La raison du plus fort

Le procès du lanceur d’alerte Antoine Deltour et du journaliste Édouard Perrin s’est ouvert au Luxembourg, ce qui, en soi, est déjà un scandale. Alors que François Hollande rend un hommage appuyé, mais, hélas, purement platonique, à tous ceux qui révèlent des mauvaises actions et contribuent à moraliser un peu notre monde en portant à la connaissance du public des faits soigneusement dissimulés par leurs auteurs, les deux accusés sont mis en cause pour avoir fait fuiter les pratiques frauduleuses ou l’optimisation fiscale de multinationales avec la bénédiction des autorités luxembourgeoises.

Les forces en présence sont à l’évidence déséquilibrées. La petite société de production qui a réalisé le reportage sur le « Luxleak » diffusé sur France 2, n’a pas les moyens de soutenir longtemps des frais de justice que les firmes dénoncées par l’enquête n’hésiteront pas à faire durer autant qu’il leur sera possible. Il suffit de se souvenir de l’affaire Clearstream qui a causé la ruine financière du journaliste indépendant Denis Robert pour s’en convaincre. Sans parler des pressions que ne manqueront pas d’exercer l’état luxembourgeois, gravement mis en cause par les révélations, et son Premier ministre de l’époque, Jean-Claude Junker, devenu depuis président de la Commission européenne.

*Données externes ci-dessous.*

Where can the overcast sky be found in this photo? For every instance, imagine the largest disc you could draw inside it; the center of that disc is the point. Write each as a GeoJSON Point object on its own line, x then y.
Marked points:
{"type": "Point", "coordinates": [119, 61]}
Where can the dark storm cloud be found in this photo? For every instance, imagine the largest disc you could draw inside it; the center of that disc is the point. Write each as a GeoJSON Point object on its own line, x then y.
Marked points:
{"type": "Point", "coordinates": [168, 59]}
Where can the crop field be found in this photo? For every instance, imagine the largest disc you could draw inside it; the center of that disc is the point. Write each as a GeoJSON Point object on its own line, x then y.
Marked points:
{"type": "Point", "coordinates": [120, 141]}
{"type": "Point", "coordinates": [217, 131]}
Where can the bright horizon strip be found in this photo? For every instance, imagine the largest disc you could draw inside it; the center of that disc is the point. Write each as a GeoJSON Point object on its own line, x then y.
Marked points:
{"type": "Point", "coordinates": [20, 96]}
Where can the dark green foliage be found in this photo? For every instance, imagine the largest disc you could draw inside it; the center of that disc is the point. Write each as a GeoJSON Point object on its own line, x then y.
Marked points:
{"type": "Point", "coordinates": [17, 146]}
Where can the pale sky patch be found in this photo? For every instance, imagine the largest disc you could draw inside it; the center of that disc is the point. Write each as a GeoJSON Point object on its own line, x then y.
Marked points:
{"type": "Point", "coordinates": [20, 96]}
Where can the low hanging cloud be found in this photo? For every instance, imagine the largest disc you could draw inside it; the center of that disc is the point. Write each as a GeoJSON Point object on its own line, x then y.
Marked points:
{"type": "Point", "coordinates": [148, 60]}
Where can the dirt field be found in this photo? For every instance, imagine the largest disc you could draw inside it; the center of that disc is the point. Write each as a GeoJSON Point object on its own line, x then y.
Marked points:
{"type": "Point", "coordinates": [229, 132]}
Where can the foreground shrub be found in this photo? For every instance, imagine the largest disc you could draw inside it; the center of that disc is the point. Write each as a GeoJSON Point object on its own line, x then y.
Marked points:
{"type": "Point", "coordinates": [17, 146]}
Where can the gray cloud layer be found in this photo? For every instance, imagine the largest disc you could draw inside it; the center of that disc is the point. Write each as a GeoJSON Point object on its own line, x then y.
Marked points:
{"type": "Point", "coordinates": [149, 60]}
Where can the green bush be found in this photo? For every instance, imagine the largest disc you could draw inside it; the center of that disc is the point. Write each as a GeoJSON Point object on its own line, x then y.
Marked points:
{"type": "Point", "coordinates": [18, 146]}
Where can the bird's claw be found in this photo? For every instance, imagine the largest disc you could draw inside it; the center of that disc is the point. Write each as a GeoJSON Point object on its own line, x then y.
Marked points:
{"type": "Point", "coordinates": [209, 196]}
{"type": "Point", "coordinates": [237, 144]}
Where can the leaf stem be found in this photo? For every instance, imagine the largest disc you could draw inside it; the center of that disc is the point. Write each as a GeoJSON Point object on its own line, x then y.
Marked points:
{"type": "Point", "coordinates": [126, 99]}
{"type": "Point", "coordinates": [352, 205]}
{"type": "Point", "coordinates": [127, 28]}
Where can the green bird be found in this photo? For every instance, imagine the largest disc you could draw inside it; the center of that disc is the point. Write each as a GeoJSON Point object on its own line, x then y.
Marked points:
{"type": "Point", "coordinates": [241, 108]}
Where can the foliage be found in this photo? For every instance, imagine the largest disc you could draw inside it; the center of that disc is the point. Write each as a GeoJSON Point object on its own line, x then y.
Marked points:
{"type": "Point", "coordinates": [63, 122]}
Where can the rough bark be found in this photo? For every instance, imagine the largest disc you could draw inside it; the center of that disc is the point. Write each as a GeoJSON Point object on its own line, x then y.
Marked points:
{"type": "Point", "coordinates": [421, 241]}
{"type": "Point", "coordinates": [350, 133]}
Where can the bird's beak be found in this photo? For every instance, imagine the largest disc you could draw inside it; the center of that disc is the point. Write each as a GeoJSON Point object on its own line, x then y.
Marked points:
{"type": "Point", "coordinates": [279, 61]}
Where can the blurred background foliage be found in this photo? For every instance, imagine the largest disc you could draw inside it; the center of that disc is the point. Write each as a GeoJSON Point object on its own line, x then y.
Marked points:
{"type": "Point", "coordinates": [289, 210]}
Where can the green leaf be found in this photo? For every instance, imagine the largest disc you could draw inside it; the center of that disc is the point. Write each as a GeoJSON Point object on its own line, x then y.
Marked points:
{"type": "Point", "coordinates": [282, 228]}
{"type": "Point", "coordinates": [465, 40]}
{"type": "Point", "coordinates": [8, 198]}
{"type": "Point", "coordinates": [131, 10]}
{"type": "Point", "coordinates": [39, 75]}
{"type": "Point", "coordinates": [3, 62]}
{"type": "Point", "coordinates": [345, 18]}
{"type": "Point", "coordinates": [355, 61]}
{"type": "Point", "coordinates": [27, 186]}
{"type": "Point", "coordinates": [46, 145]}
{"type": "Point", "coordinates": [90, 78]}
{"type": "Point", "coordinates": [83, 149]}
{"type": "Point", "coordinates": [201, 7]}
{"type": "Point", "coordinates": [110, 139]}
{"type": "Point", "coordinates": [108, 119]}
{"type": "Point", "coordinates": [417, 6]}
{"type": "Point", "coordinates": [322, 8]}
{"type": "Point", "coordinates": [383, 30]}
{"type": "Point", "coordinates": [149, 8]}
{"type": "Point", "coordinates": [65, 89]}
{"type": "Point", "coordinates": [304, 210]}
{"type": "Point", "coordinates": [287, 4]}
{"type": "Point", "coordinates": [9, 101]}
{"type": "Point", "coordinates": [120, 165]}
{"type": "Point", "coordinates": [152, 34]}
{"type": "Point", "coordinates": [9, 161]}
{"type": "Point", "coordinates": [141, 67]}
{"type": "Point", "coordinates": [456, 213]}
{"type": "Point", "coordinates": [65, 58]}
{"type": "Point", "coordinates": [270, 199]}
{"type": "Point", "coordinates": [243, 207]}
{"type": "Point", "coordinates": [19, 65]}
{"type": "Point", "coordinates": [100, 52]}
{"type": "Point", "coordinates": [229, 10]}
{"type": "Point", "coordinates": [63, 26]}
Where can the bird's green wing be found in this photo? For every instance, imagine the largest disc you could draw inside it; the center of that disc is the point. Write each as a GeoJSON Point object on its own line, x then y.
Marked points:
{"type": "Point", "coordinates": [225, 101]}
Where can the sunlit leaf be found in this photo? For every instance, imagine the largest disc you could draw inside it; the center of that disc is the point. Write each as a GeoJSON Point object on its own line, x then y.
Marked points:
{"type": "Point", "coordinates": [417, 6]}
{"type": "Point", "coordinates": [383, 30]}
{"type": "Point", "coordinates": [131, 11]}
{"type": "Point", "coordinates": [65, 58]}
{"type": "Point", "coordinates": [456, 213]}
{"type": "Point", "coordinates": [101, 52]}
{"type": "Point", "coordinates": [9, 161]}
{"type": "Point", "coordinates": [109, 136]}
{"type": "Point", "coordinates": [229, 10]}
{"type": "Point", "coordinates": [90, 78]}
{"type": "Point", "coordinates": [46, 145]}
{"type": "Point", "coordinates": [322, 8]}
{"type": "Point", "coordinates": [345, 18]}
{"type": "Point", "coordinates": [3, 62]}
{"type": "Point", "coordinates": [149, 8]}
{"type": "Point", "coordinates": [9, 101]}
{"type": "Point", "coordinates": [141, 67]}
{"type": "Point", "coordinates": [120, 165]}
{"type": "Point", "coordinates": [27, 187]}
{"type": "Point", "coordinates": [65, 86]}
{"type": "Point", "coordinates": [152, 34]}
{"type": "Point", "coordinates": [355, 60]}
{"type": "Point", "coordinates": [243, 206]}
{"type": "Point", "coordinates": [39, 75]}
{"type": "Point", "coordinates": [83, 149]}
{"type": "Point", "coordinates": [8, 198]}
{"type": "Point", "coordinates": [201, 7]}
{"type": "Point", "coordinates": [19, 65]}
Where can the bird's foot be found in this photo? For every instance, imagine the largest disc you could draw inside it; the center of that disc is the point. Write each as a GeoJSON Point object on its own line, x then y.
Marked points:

Malgré la position dominante des grands groupes qui échappent à l’impôt par tous les moyens, légaux et illégaux, cela ne leur suffit pas encore. Un lobbyisme acharné leur a permis de faire passer une directive européenne visant à permettre de poursuivre les journalistes et les lanceurs d’alerte au nom de la protection du secret des affaires, officiellement afin de lutter contre l’espionnage industriel. Pire encore, ce sont les lanceurs d’alerte qui devront apporter les preuves que leurs suspicions sont fondées, et non les entreprises qui devront établir leur bonne foi. La charge de la preuve incombera donc au plus faible contre le plus fort. Et l’on sait ce qu’il advint du pot de terre. Il serait grand temps de changer de logique dans ce genre d’affaires et de considérer que les citoyens qui signalent de graves anomalies, que ce soit en matière fiscale, ou d’autres domaines comme la santé avec le scandale du Médiator, sont des bienfaiteurs de l’humanité et doivent, à ce titre, être protégés et encouragés. À mon sens, il faudrait même instituer un délit de non-dénonciation de scandale, au même titre que lorsque quelqu’un a connaissance d’un crime, au hasard, une agression sexuelle sur un enfant, et qu’il ne dit rien, il peut être poursuivi. On pourrait ainsi s’en prendre aux véritables responsables, pour changer, et occuper plus intelligemment les tribunaux.

Commentaires  

#1 jacotte 86 27-04-2016 10:44
qui a fait accepté la directive scandaleuse ? a quoi servent nos députés qui laissent passer une telle infamie? les belles paroles de notre président ne lui voutent pas chéres, comme beaucoup d'autres restées sans suite, on finit par être blasés!!!